Chris runs off, rounding the corner with unnatural speed. I slowly turn, box in hand. I’m not going to thank this man. I had it covered. My eyes do a quick scan because I just can’t help myself. His worn jeans cling to thick, muscular thighs and hang low on his hips where a giant metal skull belt buckle flashes in the light.

I nearly laugh at how token and out of place it is, but then my eyes land on his right arm, where a nasty row of jagged stitches stands out red against his inked skin. I was right about the scars, but that’s not what makes my throat close up with fear.

I’m good at hiding in plain sight. I’ve had a lifetime of practice long before I arrived here. I force a smile and thrust the box up to my chest, hugging it tight. “Thanks. I’m fine though.”

I expect an answer. Some small amount of resistance. Something. But the guy turns and walks off. He’s light on his feet, probably deceptively fast, for a man so big and jacked. He could likely bench press ten of me and not break a sweat. Lift a car. Snap a tree in half. As he walks to the front and joins Penny and her mom, then sees them out of the store, I don’t ogle his ass. I already know it must be rock hard.

I study the box of shoes like my life depends on it.

Maybe it does.

I hope that there was nothing on my face.

None of my suspicions or paranoia.

I searched my yard with a flashlight last night and I double checked it all this morning. Went over the cameras again and again, but all I found were a few dark drops of blood where a nail in the fence caught whoever had been in my yard. I assumed it had torn clothing, but what if it tore flesh?

That jagged line of stitches, the wound so fresh, floods my mind until I shiver.

I’m being ridiculous. That guy is a biker. He might be scary as fuck, but clearly, he has a sense of honor. He’s guarding a little girl, and he came over to check and see if I was in trouble when he noticed Chris trying to wrestle shoes out of my hands. Even if he’s not chivalrous, he’s part of a motorcycle club.
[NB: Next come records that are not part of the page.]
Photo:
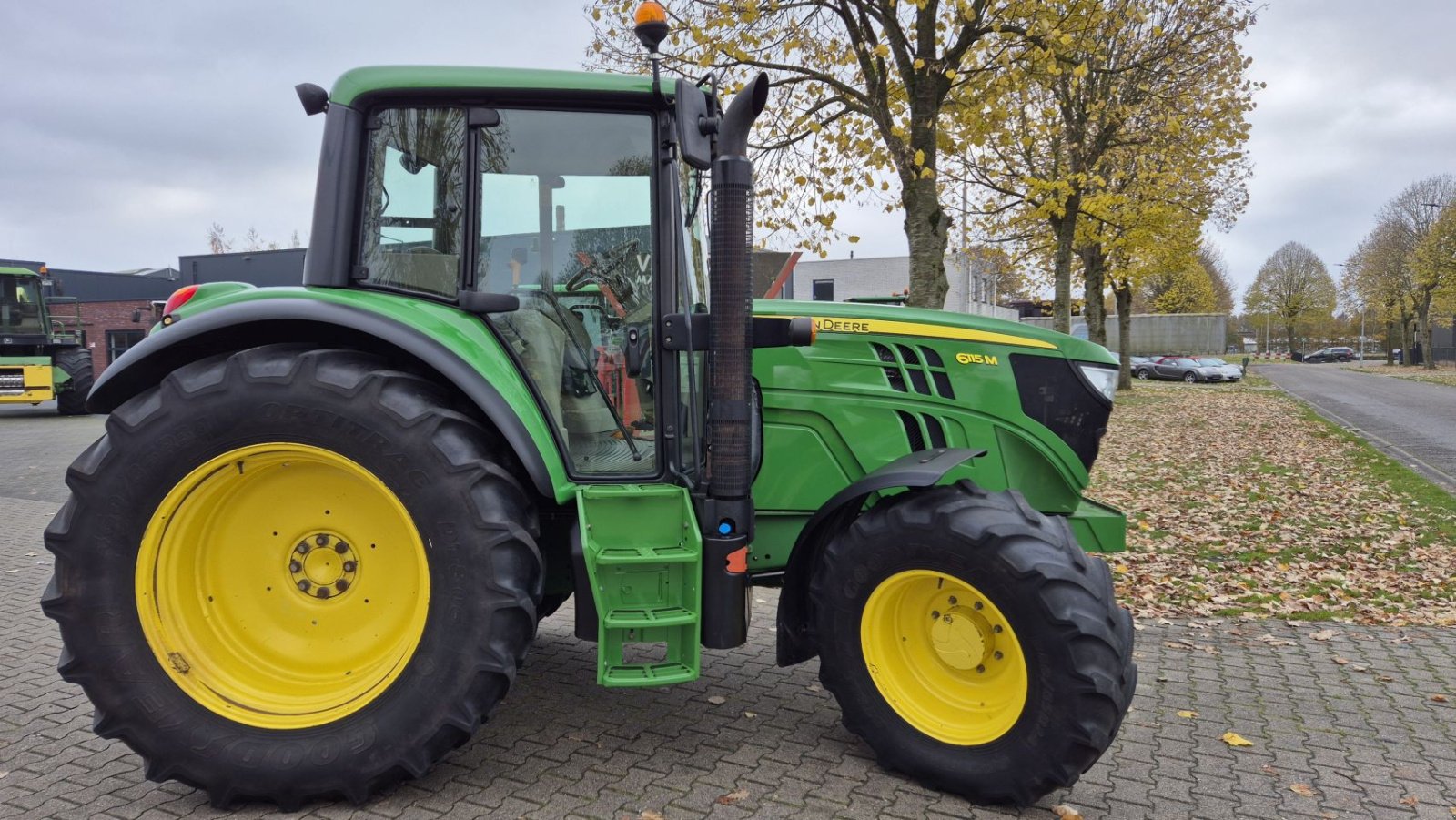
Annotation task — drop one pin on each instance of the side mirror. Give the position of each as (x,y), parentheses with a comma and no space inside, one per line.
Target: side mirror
(695,126)
(638,339)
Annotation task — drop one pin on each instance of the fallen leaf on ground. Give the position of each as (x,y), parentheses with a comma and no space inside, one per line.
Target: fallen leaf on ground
(733,797)
(1234,739)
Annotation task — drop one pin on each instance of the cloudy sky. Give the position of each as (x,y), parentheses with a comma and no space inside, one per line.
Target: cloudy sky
(128,128)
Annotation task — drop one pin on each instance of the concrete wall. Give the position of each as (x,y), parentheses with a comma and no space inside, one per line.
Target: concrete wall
(1159,332)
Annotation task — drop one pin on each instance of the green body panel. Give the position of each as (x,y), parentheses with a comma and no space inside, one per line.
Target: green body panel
(1098,528)
(357,82)
(644,558)
(832,415)
(456,329)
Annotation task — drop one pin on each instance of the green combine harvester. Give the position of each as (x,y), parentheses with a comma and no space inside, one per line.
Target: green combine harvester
(43,349)
(313,546)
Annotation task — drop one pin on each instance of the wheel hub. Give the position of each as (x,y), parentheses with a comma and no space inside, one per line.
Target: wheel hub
(324,567)
(958,640)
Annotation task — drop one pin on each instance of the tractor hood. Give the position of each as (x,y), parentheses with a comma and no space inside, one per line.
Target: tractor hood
(877,319)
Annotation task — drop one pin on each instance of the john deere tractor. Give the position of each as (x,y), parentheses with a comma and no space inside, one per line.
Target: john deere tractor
(313,546)
(43,351)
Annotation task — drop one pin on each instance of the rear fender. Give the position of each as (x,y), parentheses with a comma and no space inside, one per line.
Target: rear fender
(329,324)
(925,468)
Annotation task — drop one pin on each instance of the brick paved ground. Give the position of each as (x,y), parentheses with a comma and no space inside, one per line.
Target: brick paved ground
(1365,735)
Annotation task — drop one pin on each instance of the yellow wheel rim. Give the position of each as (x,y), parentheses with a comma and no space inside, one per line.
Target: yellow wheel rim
(944,657)
(283,586)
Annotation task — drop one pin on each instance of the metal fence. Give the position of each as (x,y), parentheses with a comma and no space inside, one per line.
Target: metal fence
(1159,332)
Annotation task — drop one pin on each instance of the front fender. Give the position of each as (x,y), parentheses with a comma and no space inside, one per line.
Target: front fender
(296,315)
(926,468)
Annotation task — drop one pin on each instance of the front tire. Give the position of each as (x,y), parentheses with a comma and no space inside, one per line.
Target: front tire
(77,364)
(972,644)
(293,574)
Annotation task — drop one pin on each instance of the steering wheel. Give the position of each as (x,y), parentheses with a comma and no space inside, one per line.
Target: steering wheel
(602,267)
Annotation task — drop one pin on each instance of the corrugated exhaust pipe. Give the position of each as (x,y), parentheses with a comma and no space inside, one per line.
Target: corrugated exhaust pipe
(728,510)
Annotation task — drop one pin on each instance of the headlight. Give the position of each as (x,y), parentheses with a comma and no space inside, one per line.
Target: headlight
(1103,379)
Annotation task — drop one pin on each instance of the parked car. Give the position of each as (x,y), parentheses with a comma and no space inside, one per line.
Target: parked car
(1331,354)
(1178,369)
(1230,371)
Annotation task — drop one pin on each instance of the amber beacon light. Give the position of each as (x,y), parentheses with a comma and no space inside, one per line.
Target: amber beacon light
(652,25)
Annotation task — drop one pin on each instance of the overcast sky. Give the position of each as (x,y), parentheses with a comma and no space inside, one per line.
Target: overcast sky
(127,128)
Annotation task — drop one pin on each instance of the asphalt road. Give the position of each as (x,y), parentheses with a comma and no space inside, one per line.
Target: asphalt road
(1411,421)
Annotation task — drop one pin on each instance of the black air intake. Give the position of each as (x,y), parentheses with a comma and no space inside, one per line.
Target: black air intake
(728,510)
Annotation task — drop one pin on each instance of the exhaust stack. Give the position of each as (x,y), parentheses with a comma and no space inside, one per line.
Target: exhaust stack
(728,510)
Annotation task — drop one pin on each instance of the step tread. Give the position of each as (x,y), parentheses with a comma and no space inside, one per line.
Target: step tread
(650,673)
(674,553)
(642,615)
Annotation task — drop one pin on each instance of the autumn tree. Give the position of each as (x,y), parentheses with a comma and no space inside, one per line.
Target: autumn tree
(1434,273)
(863,98)
(1143,76)
(1293,286)
(1410,218)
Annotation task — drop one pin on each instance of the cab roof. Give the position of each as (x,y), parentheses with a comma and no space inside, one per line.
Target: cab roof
(370,79)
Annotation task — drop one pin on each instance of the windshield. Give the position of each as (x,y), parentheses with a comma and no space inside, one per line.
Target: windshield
(21,306)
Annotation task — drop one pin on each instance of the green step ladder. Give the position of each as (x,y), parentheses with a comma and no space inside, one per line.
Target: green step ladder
(644,558)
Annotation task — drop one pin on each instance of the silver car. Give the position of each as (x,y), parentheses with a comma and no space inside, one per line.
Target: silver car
(1230,371)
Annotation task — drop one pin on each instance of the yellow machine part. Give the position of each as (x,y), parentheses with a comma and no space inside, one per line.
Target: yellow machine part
(38,385)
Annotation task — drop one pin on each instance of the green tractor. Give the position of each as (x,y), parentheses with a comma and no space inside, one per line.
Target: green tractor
(313,546)
(43,349)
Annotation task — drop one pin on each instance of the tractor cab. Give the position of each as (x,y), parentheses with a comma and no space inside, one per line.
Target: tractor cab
(22,309)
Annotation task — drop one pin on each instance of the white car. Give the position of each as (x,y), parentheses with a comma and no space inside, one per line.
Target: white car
(1230,371)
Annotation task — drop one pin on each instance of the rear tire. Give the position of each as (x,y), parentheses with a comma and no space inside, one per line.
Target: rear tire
(77,364)
(366,437)
(1023,704)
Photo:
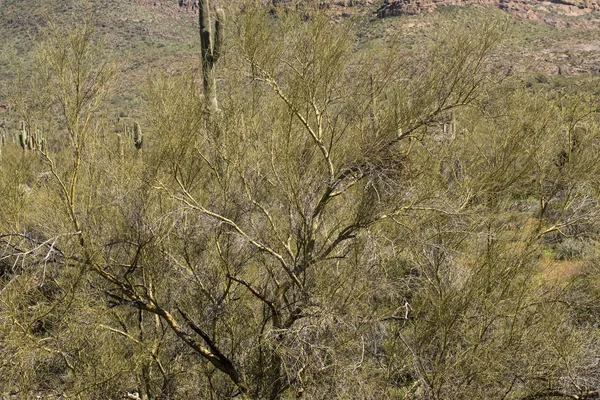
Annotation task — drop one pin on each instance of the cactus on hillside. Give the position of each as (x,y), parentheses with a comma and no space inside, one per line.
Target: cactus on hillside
(138,138)
(25,138)
(210,46)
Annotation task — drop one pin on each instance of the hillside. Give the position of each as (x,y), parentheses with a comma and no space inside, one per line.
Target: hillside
(342,200)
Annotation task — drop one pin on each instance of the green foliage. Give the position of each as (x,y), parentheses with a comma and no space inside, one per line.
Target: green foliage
(354,224)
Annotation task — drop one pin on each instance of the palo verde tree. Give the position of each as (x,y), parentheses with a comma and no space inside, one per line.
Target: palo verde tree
(328,237)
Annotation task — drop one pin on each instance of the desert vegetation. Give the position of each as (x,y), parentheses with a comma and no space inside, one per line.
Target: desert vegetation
(305,214)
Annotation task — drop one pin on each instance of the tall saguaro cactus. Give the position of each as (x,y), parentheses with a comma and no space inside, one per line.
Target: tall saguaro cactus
(210,44)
He’s not a stalker. He could have acquired that injury in a thousand different ways. Probably some fight with a smashed beer bottle or a knife in a parking lot.
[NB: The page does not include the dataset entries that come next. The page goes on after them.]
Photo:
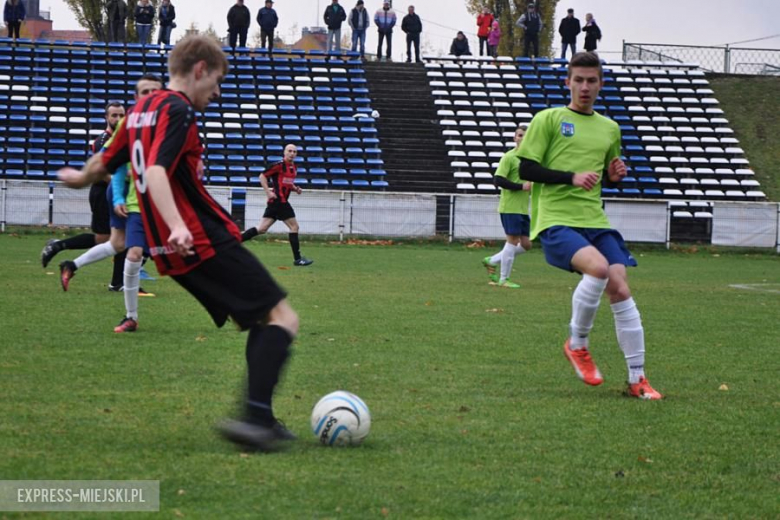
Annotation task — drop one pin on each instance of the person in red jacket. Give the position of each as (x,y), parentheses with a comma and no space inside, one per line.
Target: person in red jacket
(485,23)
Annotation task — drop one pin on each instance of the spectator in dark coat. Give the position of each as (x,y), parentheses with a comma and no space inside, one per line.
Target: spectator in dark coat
(531,23)
(359,22)
(117,20)
(144,16)
(239,19)
(334,16)
(412,26)
(460,46)
(569,30)
(13,16)
(268,20)
(385,20)
(592,33)
(167,16)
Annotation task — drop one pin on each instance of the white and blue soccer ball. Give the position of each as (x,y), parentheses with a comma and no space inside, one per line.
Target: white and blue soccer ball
(341,419)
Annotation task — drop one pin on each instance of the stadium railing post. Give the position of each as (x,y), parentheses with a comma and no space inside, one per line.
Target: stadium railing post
(3,193)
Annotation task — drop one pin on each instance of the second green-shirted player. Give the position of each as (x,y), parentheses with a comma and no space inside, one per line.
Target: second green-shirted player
(513,209)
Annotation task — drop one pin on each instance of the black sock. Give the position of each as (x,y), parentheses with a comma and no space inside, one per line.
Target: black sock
(267,349)
(83,241)
(249,234)
(117,278)
(295,245)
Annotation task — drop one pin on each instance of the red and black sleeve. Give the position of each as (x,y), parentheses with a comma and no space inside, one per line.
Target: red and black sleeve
(172,132)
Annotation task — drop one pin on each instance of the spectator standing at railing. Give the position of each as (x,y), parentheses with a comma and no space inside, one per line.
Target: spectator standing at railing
(531,23)
(167,16)
(359,22)
(117,20)
(144,16)
(569,30)
(385,20)
(268,20)
(592,33)
(460,46)
(412,26)
(13,16)
(485,24)
(494,38)
(334,16)
(239,19)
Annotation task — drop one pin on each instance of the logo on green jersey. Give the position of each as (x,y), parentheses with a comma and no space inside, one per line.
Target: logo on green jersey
(567,129)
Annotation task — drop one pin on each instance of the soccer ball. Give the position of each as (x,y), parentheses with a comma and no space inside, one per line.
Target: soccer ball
(340,419)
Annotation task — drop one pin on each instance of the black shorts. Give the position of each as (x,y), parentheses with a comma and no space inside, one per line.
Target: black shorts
(233,284)
(101,218)
(279,211)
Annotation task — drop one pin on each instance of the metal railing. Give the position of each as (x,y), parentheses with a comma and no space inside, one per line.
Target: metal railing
(724,59)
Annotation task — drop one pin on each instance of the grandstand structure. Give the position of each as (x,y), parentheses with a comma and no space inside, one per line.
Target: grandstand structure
(442,127)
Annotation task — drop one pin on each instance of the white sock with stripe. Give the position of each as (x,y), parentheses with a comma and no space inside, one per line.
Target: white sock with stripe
(132,282)
(584,304)
(631,337)
(95,254)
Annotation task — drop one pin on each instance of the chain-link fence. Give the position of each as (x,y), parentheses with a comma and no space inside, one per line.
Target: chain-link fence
(726,59)
(346,214)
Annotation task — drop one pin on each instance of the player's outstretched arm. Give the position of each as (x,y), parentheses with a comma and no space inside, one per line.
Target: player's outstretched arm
(92,172)
(160,190)
(535,172)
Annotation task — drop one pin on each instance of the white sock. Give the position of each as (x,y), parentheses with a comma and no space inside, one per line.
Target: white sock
(631,337)
(584,304)
(131,288)
(507,260)
(95,254)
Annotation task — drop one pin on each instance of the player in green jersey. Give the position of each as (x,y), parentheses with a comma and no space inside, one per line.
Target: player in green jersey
(513,209)
(565,153)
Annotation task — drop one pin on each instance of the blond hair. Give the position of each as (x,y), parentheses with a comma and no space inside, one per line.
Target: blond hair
(193,49)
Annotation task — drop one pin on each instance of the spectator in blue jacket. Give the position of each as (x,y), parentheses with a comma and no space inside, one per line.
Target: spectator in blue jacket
(13,16)
(167,16)
(359,22)
(385,21)
(268,21)
(144,16)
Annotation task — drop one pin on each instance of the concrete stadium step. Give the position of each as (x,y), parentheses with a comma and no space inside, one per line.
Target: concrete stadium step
(412,144)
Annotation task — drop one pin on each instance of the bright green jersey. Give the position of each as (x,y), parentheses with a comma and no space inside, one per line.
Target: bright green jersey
(512,201)
(565,140)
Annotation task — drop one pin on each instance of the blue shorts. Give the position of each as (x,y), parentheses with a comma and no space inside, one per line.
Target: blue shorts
(516,224)
(115,220)
(560,243)
(135,236)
Whoever was in my yard last night probably wasn’t a creep. It was probably just some asshole thinking my house might be an easy target to steal from. If someone was watching me, I would have noticed by now. I’m hypervigilant myself.

I have to stop.

Just go pay for the damn shoes and get out of here.

All this hiding in plain sight is starting to make me lose my mind. If there’s one thing I have to do, it’s just keep it together and hope that this won’t be my life forever.

Maybe one day something will change, and I can go back home.